Dans le quartier de Mehrabadi, les Masih sont une famille parmi d’autres. Comme la plupart des chrétiens, le père, Misrak, est balayeur. “Il payait son loyer tous les mois. Je n’ai jamais eu de problème. Ici, on s’entend bien avec les chrétiens”, explique Malik Amjad, son propriétaire de confession musulmane. Mais, depuis quatre jours, le climat a changé dans ce quartier pauvre d’Islamabad. La porte des Masih est fermée. Ils ont fui. Comme tous les chrétiens du quartier.

Tout commence jeudi dernier. Rimsha Masih, la fille cadette de 11 ans, jette un paquet de feuilles brûlées sur le terrain vague en face de la mosquée. “Mon neveu Hammad lui a demandé ce qu’elle venait jeter”, raconte Malik Amjad. Rimsha ne répond pas. Intrigué, Hammad jette un œil sur le papier en cendres. Des pages du Coran !

Au Pakistan, la loi du blasphème condamne à mort celui qui manque de respect au livre saint. Hammad fonce dans la mosquée prévenir les fidèles réunis pour la prière du soir. Choqué, le groupe se dirige vers la maison de la famille Masih.

La mère s’excuse. Explique que sa fille ne savait pas qu’elle jetait des pages du Coran. “Les enfants ne vont pas à l’école et ils ne savent pas lire”, détaille Malik Amjad. Et personne n’a vu la fillette enflammer le Coran.

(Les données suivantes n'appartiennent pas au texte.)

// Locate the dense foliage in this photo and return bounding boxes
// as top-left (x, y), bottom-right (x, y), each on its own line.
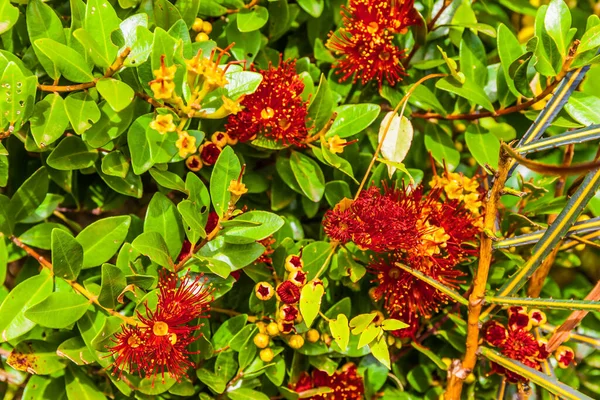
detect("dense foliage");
top-left (1, 0), bottom-right (600, 399)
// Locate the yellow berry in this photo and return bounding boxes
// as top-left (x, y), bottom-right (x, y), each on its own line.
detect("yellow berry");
top-left (442, 357), bottom-right (452, 369)
top-left (306, 329), bottom-right (320, 343)
top-left (195, 32), bottom-right (209, 42)
top-left (465, 373), bottom-right (476, 384)
top-left (288, 334), bottom-right (304, 349)
top-left (192, 18), bottom-right (204, 32)
top-left (253, 333), bottom-right (270, 349)
top-left (387, 335), bottom-right (396, 346)
top-left (266, 322), bottom-right (279, 336)
top-left (259, 348), bottom-right (274, 363)
top-left (202, 21), bottom-right (213, 34)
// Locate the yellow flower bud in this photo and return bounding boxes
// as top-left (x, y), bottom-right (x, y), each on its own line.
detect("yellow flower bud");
top-left (253, 333), bottom-right (270, 349)
top-left (259, 348), bottom-right (274, 363)
top-left (288, 334), bottom-right (304, 349)
top-left (306, 329), bottom-right (320, 343)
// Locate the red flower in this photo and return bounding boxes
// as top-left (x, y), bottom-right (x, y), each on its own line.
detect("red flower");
top-left (205, 211), bottom-right (219, 234)
top-left (109, 271), bottom-right (212, 382)
top-left (226, 60), bottom-right (310, 146)
top-left (327, 0), bottom-right (420, 87)
top-left (387, 308), bottom-right (419, 339)
top-left (290, 363), bottom-right (365, 399)
top-left (277, 281), bottom-right (301, 305)
top-left (200, 142), bottom-right (221, 166)
top-left (482, 309), bottom-right (549, 383)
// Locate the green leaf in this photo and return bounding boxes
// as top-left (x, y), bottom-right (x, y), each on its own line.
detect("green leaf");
top-left (83, 101), bottom-right (135, 148)
top-left (25, 292), bottom-right (90, 329)
top-left (0, 0), bottom-right (19, 35)
top-left (297, 0), bottom-right (324, 18)
top-left (564, 92), bottom-right (600, 125)
top-left (301, 241), bottom-right (332, 279)
top-left (72, 28), bottom-right (112, 70)
top-left (0, 273), bottom-right (53, 342)
top-left (52, 229), bottom-right (84, 280)
top-left (223, 211), bottom-right (284, 244)
top-left (329, 314), bottom-right (349, 350)
top-left (545, 0), bottom-right (571, 56)
top-left (225, 71), bottom-right (263, 100)
top-left (8, 341), bottom-right (65, 375)
top-left (350, 313), bottom-right (377, 335)
top-left (47, 136), bottom-right (99, 170)
top-left (149, 168), bottom-right (186, 193)
top-left (424, 125), bottom-right (460, 171)
top-left (76, 216), bottom-right (131, 268)
top-left (64, 91), bottom-right (101, 135)
top-left (497, 24), bottom-right (524, 97)
top-left (460, 30), bottom-right (487, 87)
top-left (0, 194), bottom-right (11, 235)
top-left (212, 314), bottom-right (248, 349)
top-left (465, 125), bottom-right (500, 169)
top-left (480, 347), bottom-right (593, 400)
top-left (0, 63), bottom-right (38, 130)
top-left (153, 0), bottom-right (183, 30)
top-left (33, 39), bottom-right (94, 83)
top-left (358, 323), bottom-right (381, 348)
top-left (144, 192), bottom-right (184, 259)
top-left (96, 78), bottom-right (135, 112)
top-left (237, 6), bottom-right (269, 32)
top-left (327, 103), bottom-right (381, 139)
top-left (436, 77), bottom-right (494, 112)
top-left (308, 74), bottom-right (334, 134)
top-left (579, 24), bottom-right (600, 53)
top-left (84, 0), bottom-right (121, 67)
top-left (0, 237), bottom-right (6, 288)
top-left (57, 337), bottom-right (94, 366)
top-left (229, 388), bottom-right (270, 400)
top-left (300, 280), bottom-right (324, 328)
top-left (9, 167), bottom-right (49, 223)
top-left (290, 151), bottom-right (325, 202)
top-left (178, 200), bottom-right (207, 244)
top-left (65, 366), bottom-right (107, 400)
top-left (210, 146), bottom-right (241, 218)
top-left (534, 5), bottom-right (561, 76)
top-left (369, 335), bottom-right (390, 369)
top-left (132, 231), bottom-right (174, 269)
top-left (30, 93), bottom-right (69, 147)
top-left (175, 0), bottom-right (200, 27)
top-left (98, 166), bottom-right (143, 198)
top-left (20, 223), bottom-right (69, 250)
top-left (26, 0), bottom-right (66, 45)
top-left (101, 150), bottom-right (129, 178)
top-left (98, 264), bottom-right (126, 309)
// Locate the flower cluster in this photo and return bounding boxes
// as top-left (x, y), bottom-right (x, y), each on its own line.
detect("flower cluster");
top-left (327, 0), bottom-right (420, 87)
top-left (323, 172), bottom-right (482, 337)
top-left (290, 363), bottom-right (365, 399)
top-left (147, 48), bottom-right (243, 164)
top-left (226, 60), bottom-right (310, 147)
top-left (109, 270), bottom-right (212, 382)
top-left (483, 307), bottom-right (574, 383)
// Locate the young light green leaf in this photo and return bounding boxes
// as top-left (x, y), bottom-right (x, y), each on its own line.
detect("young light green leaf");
top-left (369, 335), bottom-right (390, 369)
top-left (358, 324), bottom-right (381, 349)
top-left (0, 0), bottom-right (19, 35)
top-left (349, 312), bottom-right (377, 335)
top-left (210, 146), bottom-right (241, 218)
top-left (33, 39), bottom-right (94, 83)
top-left (237, 6), bottom-right (269, 32)
top-left (381, 319), bottom-right (409, 331)
top-left (30, 93), bottom-right (69, 147)
top-left (329, 314), bottom-right (350, 350)
top-left (379, 112), bottom-right (413, 178)
top-left (96, 78), bottom-right (135, 112)
top-left (300, 280), bottom-right (325, 328)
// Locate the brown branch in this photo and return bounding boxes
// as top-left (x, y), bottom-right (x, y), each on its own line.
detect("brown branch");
top-left (444, 149), bottom-right (511, 399)
top-left (38, 48), bottom-right (131, 93)
top-left (546, 280), bottom-right (600, 352)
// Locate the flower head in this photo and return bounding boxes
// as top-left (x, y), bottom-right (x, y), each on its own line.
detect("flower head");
top-left (109, 271), bottom-right (212, 382)
top-left (277, 281), bottom-right (301, 305)
top-left (326, 135), bottom-right (348, 154)
top-left (150, 55), bottom-right (177, 99)
top-left (255, 282), bottom-right (275, 301)
top-left (327, 0), bottom-right (420, 88)
top-left (176, 131), bottom-right (197, 158)
top-left (150, 114), bottom-right (176, 134)
top-left (200, 142), bottom-right (221, 166)
top-left (555, 346), bottom-right (575, 368)
top-left (185, 155), bottom-right (203, 171)
top-left (290, 363), bottom-right (365, 399)
top-left (482, 310), bottom-right (550, 383)
top-left (226, 60), bottom-right (310, 146)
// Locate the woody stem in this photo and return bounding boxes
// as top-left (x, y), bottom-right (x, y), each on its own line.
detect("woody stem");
top-left (444, 148), bottom-right (511, 399)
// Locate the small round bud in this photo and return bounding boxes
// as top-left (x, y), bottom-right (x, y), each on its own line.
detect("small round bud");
top-left (442, 357), bottom-right (452, 369)
top-left (255, 282), bottom-right (274, 301)
top-left (387, 335), bottom-right (396, 346)
top-left (528, 309), bottom-right (547, 327)
top-left (195, 32), bottom-right (209, 42)
top-left (256, 321), bottom-right (267, 334)
top-left (555, 346), bottom-right (575, 368)
top-left (288, 269), bottom-right (308, 287)
top-left (288, 334), bottom-right (304, 349)
top-left (278, 320), bottom-right (295, 335)
top-left (266, 322), bottom-right (279, 336)
top-left (211, 131), bottom-right (228, 148)
top-left (259, 348), bottom-right (274, 363)
top-left (306, 329), bottom-right (320, 343)
top-left (202, 21), bottom-right (212, 34)
top-left (465, 373), bottom-right (476, 384)
top-left (253, 333), bottom-right (270, 349)
top-left (321, 333), bottom-right (332, 346)
top-left (394, 340), bottom-right (402, 349)
top-left (192, 18), bottom-right (204, 32)
top-left (285, 255), bottom-right (303, 272)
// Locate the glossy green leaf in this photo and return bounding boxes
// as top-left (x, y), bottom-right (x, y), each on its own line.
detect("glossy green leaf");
top-left (47, 136), bottom-right (99, 170)
top-left (223, 211), bottom-right (284, 244)
top-left (65, 366), bottom-right (107, 400)
top-left (436, 77), bottom-right (494, 112)
top-left (98, 263), bottom-right (126, 309)
top-left (237, 6), bottom-right (269, 32)
top-left (9, 167), bottom-right (49, 223)
top-left (149, 168), bottom-right (186, 193)
top-left (424, 125), bottom-right (460, 171)
top-left (33, 39), bottom-right (94, 83)
top-left (131, 231), bottom-right (174, 269)
top-left (76, 216), bottom-right (131, 268)
top-left (327, 103), bottom-right (381, 139)
top-left (545, 0), bottom-right (571, 56)
top-left (25, 292), bottom-right (90, 328)
top-left (64, 91), bottom-right (101, 135)
top-left (84, 0), bottom-right (121, 67)
top-left (96, 78), bottom-right (135, 112)
top-left (210, 146), bottom-right (241, 218)
top-left (52, 229), bottom-right (84, 280)
top-left (101, 150), bottom-right (129, 178)
top-left (20, 222), bottom-right (69, 250)
top-left (497, 24), bottom-right (524, 97)
top-left (30, 93), bottom-right (69, 147)
top-left (465, 125), bottom-right (500, 169)
top-left (308, 74), bottom-right (334, 133)
top-left (0, 63), bottom-right (37, 130)
top-left (290, 151), bottom-right (325, 202)
top-left (0, 0), bottom-right (19, 35)
top-left (144, 192), bottom-right (184, 259)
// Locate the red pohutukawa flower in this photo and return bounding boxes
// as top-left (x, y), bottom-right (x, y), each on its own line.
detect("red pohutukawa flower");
top-left (109, 270), bottom-right (212, 382)
top-left (327, 0), bottom-right (420, 87)
top-left (290, 363), bottom-right (365, 399)
top-left (482, 307), bottom-right (556, 383)
top-left (226, 60), bottom-right (309, 146)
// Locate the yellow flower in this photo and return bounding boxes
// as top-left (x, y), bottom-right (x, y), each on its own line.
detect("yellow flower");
top-left (327, 135), bottom-right (347, 154)
top-left (149, 55), bottom-right (177, 100)
top-left (152, 56), bottom-right (177, 81)
top-left (176, 132), bottom-right (197, 158)
top-left (200, 97), bottom-right (242, 119)
top-left (228, 179), bottom-right (248, 196)
top-left (150, 114), bottom-right (176, 134)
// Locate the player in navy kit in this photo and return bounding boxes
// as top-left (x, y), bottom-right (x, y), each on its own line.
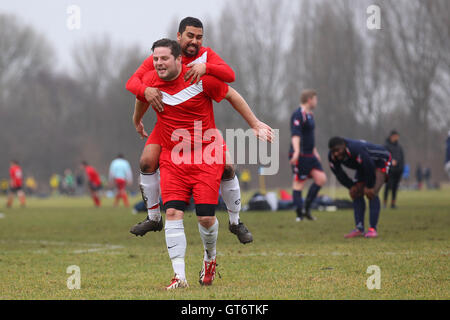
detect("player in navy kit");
top-left (289, 90), bottom-right (327, 221)
top-left (328, 137), bottom-right (391, 238)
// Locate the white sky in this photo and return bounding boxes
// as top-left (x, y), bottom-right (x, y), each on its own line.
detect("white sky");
top-left (0, 0), bottom-right (227, 72)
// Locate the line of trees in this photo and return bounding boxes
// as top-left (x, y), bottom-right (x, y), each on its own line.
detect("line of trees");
top-left (207, 0), bottom-right (449, 188)
top-left (1, 0), bottom-right (449, 191)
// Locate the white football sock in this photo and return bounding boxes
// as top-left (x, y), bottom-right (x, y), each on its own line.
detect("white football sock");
top-left (220, 175), bottom-right (241, 225)
top-left (165, 219), bottom-right (186, 280)
top-left (140, 171), bottom-right (161, 221)
top-left (198, 219), bottom-right (219, 262)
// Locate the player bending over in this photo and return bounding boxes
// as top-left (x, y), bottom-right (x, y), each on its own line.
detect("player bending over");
top-left (328, 137), bottom-right (391, 238)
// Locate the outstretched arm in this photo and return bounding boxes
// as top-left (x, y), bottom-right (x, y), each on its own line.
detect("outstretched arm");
top-left (224, 87), bottom-right (274, 143)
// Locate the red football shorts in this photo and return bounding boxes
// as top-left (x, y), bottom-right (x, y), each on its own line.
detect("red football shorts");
top-left (159, 145), bottom-right (226, 205)
top-left (115, 178), bottom-right (126, 191)
top-left (145, 122), bottom-right (162, 146)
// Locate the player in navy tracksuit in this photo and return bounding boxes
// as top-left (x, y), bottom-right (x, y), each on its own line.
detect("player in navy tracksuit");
top-left (328, 137), bottom-right (391, 238)
top-left (289, 90), bottom-right (327, 221)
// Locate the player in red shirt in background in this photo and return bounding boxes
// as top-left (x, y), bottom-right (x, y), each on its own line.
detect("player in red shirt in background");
top-left (6, 160), bottom-right (26, 208)
top-left (126, 17), bottom-right (252, 245)
top-left (81, 161), bottom-right (102, 207)
top-left (130, 39), bottom-right (273, 289)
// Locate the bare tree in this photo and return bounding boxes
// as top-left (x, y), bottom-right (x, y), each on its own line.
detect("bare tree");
top-left (209, 0), bottom-right (292, 121)
top-left (0, 14), bottom-right (53, 103)
top-left (285, 0), bottom-right (365, 149)
top-left (378, 0), bottom-right (449, 160)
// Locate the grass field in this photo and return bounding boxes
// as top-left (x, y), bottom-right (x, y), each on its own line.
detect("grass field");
top-left (0, 186), bottom-right (449, 300)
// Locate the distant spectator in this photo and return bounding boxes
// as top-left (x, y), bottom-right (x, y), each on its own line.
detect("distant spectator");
top-left (416, 164), bottom-right (423, 190)
top-left (49, 174), bottom-right (60, 194)
top-left (445, 130), bottom-right (450, 179)
top-left (402, 164), bottom-right (410, 187)
top-left (1, 179), bottom-right (9, 195)
top-left (423, 167), bottom-right (432, 189)
top-left (383, 130), bottom-right (405, 209)
top-left (109, 153), bottom-right (133, 207)
top-left (25, 176), bottom-right (38, 195)
top-left (63, 169), bottom-right (75, 195)
top-left (75, 171), bottom-right (84, 195)
top-left (240, 169), bottom-right (251, 191)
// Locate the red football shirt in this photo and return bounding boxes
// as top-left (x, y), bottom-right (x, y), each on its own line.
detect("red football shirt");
top-left (85, 166), bottom-right (101, 186)
top-left (141, 65), bottom-right (229, 152)
top-left (9, 165), bottom-right (23, 188)
top-left (126, 47), bottom-right (234, 102)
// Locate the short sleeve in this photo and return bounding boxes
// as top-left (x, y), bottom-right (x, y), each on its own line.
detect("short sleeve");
top-left (291, 112), bottom-right (303, 137)
top-left (201, 75), bottom-right (229, 103)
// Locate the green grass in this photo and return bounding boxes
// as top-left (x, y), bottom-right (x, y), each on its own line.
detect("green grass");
top-left (0, 186), bottom-right (449, 300)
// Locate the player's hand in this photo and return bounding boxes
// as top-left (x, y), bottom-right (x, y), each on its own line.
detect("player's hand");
top-left (252, 121), bottom-right (275, 143)
top-left (184, 63), bottom-right (206, 84)
top-left (364, 187), bottom-right (376, 200)
top-left (289, 152), bottom-right (300, 165)
top-left (349, 183), bottom-right (364, 200)
top-left (314, 151), bottom-right (322, 162)
top-left (134, 120), bottom-right (149, 140)
top-left (144, 87), bottom-right (164, 112)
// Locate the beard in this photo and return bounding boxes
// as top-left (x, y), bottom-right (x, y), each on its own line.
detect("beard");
top-left (182, 44), bottom-right (199, 57)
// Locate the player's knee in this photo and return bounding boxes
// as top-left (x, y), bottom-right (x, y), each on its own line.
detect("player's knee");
top-left (197, 216), bottom-right (216, 229)
top-left (196, 204), bottom-right (216, 227)
top-left (292, 180), bottom-right (304, 191)
top-left (139, 155), bottom-right (158, 173)
top-left (317, 174), bottom-right (327, 186)
top-left (166, 208), bottom-right (176, 216)
top-left (221, 164), bottom-right (235, 180)
top-left (166, 208), bottom-right (179, 219)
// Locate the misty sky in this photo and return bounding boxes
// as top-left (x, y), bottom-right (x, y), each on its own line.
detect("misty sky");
top-left (0, 0), bottom-right (227, 72)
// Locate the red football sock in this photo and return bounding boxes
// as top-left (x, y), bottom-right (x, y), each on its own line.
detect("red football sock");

L’affaire aurait pu en rester là. C’était sans compter le zèle de quelques-uns. “Le soir des faits, j’ai entendu un appel depuis les haut-parleurs de la mosquée. Celui qui parlait exhortait les musulmans à relever la tête et à protester”, témoigne un des rares chrétiens restés sur place. 600 à 1 000 manifestants bloquent l’avenue principale, qui mène au centre de la capitale. La communauté chrétienne craint des représailles.

Depuis, Paul Bhatti, le ministre catholique des Minorités, tente de calmer la situation : “Je suis en contact avec la police et les mollahs. Rimsha Masih est trisomique et elle n’a que 11 ans. Elle n’est pas responsable.”

Le président de la République, Asif Ali Zardari, est monté au créneau.

Dimanche, il a demandé au ministère de l’Intérieur de diligenter une enquête et promis que la loi du blasphème ne serait pas détournée. La législation sert souvent de prétexte à des règlements de compte.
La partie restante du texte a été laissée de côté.